Medical Policy



Subject: Idiopathic Environmental Illness (IEI)
Document #: MED.00059 Current Effective Date:    06/28/2017
Status: Reviewed Last Review Date:    05/04/2017

Description/Scope

This document addresses idiopathic environmental illness (IEI) – also called clinical ecology or multiple chemical sensitivities (MCS). IEI is described as an acquired sensitivity to numerous chemically unrelated environmental substances resulting in a wide variety of non-specific symptoms such that an objective case definition is not possible.

Note: For additional information, please see the following:

Position Statement

Investigational and Not Medically Necessary:

Laboratory tests designed to affirm the diagnosis of idiopathic environmental illness are considered investigational and not medically necessary.

Treatment of idiopathic environmental illness with intravenous immune globulin (IVIG), avoidance therapy, elimination diets, neutralizing therapy of chemical and food extracts, and oral nystatin (to treat "candidiasis hypersensitivity syndrome") is considered investigational and not medically necessary.

Rationale

The clinical entity of IEI has been controversial for decades, in part due to the lack of clear diagnostic criteria. Some observers have interpreted IEI as part of a spectrum of nonphysical illnesses characterized by multiple somatic complaints. Others see it as a distinct entity. The "candida hypersensitivity syndrome" has been claimed to be a similar illness, and many clinical ecologists view this alleged problem as an underlying cause of IEI, but there is no scientific proof that Candida albicans causes such a condition. The American Academy of Allergy, Asthma and Immunology (AAAAI) summarized their  position in a 1999 statement as follows:

IEI [idiopathic environmental illness] – also called environmental illness and multiple chemical sensitivities – has been postulated to be a disease unique to modern industrial society in which certain persons are said to acquire exquisite sensitivity to numerous chemically unrelated environmental substances. The patient experiences wide-ranging symptoms, but evidence of pathology or physiologic dysfunction in such patients has been lacking in studies to date. Because of the subjective nature of the illness, an objective case definition is not possible. Allergic, immunotoxic, neurotoxic, cytotoxic, psychologic, sociologic, and iatrogenic theories have been postulated for both etiology and production of symptoms, but there is an absence of scientific evidence to establish any of these mechanisms as definitive. Most studies to date, however, have found an excess of current and past psychopathology in patients with this diagnosis.  The relationship of these findings to the patient's symptoms is also not apparent. Rigorously controlled studies to verify the patient's reported subjective sensitivity to specific environmental chemicals have yet to be done. Moreover, there is no evidence that these patients have any immunologic or neurologic abnormalities. In addition, no form of therapy has yet been shown to alter the patient's illness in a favorable way. A causal connection between environmental chemicals, foods, and/or drugs and the patient's symptoms continues to be speculative and cannot be based on the results of currently published scientific studies.

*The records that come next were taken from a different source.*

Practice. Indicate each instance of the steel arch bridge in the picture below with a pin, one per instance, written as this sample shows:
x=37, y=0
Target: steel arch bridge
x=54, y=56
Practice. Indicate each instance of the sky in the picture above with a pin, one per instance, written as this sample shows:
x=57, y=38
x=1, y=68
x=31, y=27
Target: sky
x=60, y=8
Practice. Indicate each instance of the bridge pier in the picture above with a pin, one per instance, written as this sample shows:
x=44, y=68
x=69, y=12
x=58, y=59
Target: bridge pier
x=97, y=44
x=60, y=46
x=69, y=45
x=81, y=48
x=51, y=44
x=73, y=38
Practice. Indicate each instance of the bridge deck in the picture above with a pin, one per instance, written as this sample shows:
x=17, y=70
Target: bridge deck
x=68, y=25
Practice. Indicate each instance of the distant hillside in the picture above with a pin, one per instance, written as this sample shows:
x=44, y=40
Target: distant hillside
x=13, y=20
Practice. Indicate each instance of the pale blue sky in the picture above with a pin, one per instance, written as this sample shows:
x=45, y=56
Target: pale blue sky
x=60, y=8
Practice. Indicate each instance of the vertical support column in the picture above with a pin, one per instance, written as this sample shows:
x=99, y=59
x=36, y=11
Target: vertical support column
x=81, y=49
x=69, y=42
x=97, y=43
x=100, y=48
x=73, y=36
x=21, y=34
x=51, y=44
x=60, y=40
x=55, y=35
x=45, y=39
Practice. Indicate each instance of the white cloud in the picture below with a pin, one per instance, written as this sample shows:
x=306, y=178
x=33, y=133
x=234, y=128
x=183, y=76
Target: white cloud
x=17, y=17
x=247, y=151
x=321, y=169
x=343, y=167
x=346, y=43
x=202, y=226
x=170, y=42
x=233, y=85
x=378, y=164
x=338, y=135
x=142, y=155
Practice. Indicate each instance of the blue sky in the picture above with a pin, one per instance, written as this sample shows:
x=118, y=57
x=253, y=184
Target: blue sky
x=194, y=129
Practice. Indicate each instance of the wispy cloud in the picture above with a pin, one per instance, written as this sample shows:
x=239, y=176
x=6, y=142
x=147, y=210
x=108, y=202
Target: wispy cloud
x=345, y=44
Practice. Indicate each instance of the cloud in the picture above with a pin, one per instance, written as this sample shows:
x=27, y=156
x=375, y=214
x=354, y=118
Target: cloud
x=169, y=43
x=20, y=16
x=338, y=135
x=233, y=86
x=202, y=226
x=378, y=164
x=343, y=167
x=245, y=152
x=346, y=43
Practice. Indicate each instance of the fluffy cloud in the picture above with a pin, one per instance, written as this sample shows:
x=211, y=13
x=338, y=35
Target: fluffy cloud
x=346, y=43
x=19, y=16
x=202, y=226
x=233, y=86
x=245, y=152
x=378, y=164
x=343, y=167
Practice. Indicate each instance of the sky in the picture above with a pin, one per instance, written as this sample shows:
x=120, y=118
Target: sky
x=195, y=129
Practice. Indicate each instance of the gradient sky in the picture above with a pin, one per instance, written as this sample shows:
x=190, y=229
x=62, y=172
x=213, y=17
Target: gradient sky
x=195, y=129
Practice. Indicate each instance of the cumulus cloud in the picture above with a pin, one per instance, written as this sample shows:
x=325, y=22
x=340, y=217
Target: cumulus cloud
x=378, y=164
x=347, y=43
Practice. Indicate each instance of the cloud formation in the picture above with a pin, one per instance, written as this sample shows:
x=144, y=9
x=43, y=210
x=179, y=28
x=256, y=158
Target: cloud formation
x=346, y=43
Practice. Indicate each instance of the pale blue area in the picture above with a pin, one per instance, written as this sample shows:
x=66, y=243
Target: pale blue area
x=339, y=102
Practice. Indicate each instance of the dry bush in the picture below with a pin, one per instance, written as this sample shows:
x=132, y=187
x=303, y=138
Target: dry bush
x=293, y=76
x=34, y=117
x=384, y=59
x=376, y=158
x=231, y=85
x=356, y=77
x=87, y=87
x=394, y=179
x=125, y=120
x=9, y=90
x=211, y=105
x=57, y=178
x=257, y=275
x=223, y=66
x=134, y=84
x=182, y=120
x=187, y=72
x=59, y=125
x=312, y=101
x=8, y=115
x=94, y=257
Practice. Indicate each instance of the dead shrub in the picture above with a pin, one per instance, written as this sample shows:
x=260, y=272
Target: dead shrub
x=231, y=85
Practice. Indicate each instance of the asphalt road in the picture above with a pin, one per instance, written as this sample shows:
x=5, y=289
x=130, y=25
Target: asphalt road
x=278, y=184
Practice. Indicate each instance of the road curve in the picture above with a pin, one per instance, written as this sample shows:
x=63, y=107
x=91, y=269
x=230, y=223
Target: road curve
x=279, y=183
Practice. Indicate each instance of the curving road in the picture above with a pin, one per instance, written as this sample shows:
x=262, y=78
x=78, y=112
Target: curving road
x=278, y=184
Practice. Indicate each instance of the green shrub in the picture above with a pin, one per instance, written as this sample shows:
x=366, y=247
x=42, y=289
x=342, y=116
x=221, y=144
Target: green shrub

The AAAAI has also strongly criticized the concept of "candidiasis hypersensitivity syndrome" and the diagnostic and treatment approaches used by proponents (Anderson, 1986). The AAAAI has indicated that the concept of candidiasis hypersensitivity is speculative and unproven, its basic elements would apply to almost all sick individuals at some time because its supposed symptoms are essentially universal, overuse of oral antifungal agents could lead to the development of resistant germs that could menace others, and neither impacted individuals nor doctors can determine effectiveness without controlled trials. The antifungal drug most often prescribed by proponents of "candidiasis hypersensitivity" is nystatin. In a double-blind trial, the antifungal drug nystatin did no better than a placebo in relieving systemic or psychological symptoms of "candidiasis hypersensitivity syndrome" (Graveling, 1999).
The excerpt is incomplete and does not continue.